At 5pm we decided to go out for a walk along the Champs-Élysées, we took the Métro to Charles-de-Gaulle-Étoile and we walked from there to Place de la Concorde. After having some rest in the square designed by Ange-Jacques Gabriel, we crossed the Bridge de la Concorde and we went to eat at a local restaurant on the Rive Gauche. At 11pm we were exhausted, we took a taxi back to Place de la Bastille and we reached the flat, dying for that deserved sleep. My father tried to open the door, but the key did not seem to work. My mother and I did not have any luck either. We had probably touched that door locker the French lady was talking about. I tried calling Madame Corinne unsuccessfully and at 1am, we gave up and I called “les pompiers”.
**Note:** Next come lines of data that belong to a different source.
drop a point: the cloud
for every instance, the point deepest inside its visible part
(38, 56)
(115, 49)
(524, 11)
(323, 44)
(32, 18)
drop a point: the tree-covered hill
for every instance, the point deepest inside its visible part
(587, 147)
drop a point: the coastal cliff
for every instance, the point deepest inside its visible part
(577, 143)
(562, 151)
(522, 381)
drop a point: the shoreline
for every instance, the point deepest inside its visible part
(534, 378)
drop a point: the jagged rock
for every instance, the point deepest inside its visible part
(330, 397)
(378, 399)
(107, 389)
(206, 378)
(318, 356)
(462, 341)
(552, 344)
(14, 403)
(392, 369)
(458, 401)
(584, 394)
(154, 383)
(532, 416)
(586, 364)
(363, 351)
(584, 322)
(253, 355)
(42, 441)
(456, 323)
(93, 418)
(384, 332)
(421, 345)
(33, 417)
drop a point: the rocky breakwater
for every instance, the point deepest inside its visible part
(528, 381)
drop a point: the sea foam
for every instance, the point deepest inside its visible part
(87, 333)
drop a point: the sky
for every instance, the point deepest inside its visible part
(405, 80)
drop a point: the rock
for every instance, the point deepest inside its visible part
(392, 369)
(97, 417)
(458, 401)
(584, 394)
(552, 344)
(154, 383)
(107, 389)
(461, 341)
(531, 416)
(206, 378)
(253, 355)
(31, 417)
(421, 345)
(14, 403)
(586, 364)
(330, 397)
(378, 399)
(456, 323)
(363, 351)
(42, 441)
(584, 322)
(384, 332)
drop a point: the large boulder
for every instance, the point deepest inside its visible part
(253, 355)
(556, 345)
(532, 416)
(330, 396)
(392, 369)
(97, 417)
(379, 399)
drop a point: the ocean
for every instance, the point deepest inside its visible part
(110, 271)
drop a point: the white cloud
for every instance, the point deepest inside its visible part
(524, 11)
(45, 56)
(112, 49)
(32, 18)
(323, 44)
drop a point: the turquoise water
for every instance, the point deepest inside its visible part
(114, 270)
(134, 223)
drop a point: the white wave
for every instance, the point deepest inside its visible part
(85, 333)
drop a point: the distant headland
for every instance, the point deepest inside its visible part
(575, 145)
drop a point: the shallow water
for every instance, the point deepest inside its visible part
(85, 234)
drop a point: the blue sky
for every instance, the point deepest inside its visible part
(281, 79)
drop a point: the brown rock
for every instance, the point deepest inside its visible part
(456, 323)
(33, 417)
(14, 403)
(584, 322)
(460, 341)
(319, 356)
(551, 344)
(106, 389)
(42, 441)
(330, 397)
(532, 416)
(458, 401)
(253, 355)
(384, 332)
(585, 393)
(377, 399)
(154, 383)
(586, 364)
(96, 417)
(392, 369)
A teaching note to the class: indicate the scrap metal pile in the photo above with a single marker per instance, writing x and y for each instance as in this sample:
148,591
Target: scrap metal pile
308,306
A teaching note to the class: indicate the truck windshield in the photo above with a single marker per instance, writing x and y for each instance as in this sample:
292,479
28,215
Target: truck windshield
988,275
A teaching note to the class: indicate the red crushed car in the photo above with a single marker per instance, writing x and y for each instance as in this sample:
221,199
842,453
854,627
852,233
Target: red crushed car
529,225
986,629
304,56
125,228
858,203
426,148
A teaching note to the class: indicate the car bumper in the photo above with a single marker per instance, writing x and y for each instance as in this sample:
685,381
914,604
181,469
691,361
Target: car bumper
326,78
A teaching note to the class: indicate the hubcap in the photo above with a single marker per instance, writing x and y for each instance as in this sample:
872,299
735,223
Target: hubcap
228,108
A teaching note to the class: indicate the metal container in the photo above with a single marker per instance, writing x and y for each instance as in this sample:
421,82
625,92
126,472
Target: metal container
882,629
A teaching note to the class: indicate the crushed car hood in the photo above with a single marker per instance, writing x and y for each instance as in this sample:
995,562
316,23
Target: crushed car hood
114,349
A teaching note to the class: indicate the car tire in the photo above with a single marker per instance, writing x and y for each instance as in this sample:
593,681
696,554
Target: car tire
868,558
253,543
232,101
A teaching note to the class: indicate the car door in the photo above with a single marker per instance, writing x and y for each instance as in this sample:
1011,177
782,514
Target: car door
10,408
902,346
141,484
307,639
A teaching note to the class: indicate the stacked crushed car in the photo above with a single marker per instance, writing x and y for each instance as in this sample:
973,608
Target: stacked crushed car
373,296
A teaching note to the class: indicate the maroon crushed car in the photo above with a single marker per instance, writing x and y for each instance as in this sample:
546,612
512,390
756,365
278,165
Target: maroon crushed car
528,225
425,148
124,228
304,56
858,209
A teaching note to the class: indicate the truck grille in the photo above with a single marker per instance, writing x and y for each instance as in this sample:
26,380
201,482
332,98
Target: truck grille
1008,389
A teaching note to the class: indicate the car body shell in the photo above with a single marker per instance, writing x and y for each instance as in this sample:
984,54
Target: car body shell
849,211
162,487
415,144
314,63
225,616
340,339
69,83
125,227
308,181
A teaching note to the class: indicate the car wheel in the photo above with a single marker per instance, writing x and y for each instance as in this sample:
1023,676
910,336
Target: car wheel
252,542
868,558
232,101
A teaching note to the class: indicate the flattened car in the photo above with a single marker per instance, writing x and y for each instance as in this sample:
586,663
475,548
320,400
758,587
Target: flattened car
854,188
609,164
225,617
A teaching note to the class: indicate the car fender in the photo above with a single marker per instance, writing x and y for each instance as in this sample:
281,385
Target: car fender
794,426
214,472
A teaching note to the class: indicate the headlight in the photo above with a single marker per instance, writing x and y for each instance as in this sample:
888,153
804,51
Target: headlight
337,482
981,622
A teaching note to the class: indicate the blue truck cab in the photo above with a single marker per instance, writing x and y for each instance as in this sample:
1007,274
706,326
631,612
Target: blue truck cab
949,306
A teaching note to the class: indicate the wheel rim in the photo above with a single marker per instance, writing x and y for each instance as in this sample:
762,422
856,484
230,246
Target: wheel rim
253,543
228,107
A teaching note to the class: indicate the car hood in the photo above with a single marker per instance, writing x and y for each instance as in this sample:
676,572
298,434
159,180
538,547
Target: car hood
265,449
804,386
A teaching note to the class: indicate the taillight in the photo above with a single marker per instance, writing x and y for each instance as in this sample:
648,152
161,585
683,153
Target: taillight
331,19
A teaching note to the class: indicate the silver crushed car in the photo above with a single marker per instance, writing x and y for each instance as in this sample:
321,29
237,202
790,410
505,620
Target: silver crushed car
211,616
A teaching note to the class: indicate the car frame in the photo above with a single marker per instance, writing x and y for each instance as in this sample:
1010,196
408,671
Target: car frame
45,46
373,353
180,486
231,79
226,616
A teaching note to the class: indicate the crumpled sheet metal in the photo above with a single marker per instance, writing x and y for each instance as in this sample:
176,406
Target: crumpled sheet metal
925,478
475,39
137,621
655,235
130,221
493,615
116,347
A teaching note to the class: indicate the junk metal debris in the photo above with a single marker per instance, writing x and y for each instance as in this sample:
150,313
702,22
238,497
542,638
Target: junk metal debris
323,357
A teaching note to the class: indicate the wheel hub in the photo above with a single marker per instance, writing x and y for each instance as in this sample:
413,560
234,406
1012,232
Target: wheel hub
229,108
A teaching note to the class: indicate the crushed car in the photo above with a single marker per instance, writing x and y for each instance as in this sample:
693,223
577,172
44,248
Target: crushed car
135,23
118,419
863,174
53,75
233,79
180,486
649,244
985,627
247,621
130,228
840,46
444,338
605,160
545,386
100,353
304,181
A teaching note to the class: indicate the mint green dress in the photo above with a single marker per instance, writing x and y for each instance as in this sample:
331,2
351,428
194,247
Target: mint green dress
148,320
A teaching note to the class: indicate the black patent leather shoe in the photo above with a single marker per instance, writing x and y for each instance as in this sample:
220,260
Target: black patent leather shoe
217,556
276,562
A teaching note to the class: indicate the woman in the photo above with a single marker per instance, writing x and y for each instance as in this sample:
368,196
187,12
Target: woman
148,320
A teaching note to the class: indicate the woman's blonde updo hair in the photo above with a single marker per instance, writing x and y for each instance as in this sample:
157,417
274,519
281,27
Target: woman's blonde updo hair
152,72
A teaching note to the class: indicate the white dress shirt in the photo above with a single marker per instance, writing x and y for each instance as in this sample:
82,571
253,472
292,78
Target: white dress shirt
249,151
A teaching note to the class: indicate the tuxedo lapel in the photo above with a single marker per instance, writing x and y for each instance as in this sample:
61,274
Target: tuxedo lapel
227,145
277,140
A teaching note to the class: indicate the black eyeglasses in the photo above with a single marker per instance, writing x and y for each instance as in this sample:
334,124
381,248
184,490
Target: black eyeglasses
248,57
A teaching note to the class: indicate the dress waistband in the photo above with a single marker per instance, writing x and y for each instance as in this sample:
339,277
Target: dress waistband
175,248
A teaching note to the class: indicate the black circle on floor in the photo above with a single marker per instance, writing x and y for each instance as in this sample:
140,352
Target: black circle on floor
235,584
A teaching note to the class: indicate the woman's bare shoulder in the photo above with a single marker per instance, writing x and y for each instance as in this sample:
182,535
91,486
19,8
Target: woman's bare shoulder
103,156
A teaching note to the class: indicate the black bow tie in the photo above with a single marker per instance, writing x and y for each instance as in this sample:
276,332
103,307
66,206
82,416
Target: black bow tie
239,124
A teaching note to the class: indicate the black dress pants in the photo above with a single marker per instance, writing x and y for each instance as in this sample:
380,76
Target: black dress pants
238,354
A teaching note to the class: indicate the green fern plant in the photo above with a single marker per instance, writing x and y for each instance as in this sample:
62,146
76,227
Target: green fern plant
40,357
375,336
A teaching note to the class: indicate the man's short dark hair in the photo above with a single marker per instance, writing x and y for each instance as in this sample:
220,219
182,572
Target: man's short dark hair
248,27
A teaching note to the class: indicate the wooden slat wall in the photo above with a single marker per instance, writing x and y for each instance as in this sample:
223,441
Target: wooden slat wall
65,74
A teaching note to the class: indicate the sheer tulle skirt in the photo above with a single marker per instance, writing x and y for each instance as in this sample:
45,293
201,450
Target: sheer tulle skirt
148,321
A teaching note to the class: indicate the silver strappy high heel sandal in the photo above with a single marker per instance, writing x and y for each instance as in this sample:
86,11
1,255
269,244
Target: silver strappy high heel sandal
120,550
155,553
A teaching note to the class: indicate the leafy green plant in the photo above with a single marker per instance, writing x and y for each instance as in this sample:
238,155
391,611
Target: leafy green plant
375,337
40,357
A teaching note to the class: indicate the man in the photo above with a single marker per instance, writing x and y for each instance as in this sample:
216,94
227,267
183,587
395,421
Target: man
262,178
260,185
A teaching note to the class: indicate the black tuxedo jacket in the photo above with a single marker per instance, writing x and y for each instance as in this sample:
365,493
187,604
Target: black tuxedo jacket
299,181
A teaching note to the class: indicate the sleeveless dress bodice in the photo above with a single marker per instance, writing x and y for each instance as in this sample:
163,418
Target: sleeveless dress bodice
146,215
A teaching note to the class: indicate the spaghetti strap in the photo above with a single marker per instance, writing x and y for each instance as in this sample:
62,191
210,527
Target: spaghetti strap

“Ce n’est pas urgent, ce n’est pas urgent, monsieur!” said the fireman and he refused to send someone out to unlock the door. In fact, it was an urgent matter: my mother had left her purse with the credit cards inside the flat as well. That night the three of us slept on the floor of the lobby and we woke up in the morning, when a French man walked next to us and said something incomprehensible. Luckily, at 7am, the neighbor of Madame Corinne came out and she asked us what had happened. I explained her that we were having some troubles with the door and she gave my father a ladder, which helped him to reach an unlocked window of the flat, get inside and open the door for us. That Friday we bought cello tape and we fixed the locker to the door.
On the 31st of December 2001, at midnight, we watched the fireworks from the Jardin du Trocadero and at 3am I managed to get my first 20-Euro banknote from a cash point machine somewhere around Place de la Bastille. Five days later, my parents traveled back to Milan and I returned to a rainy London.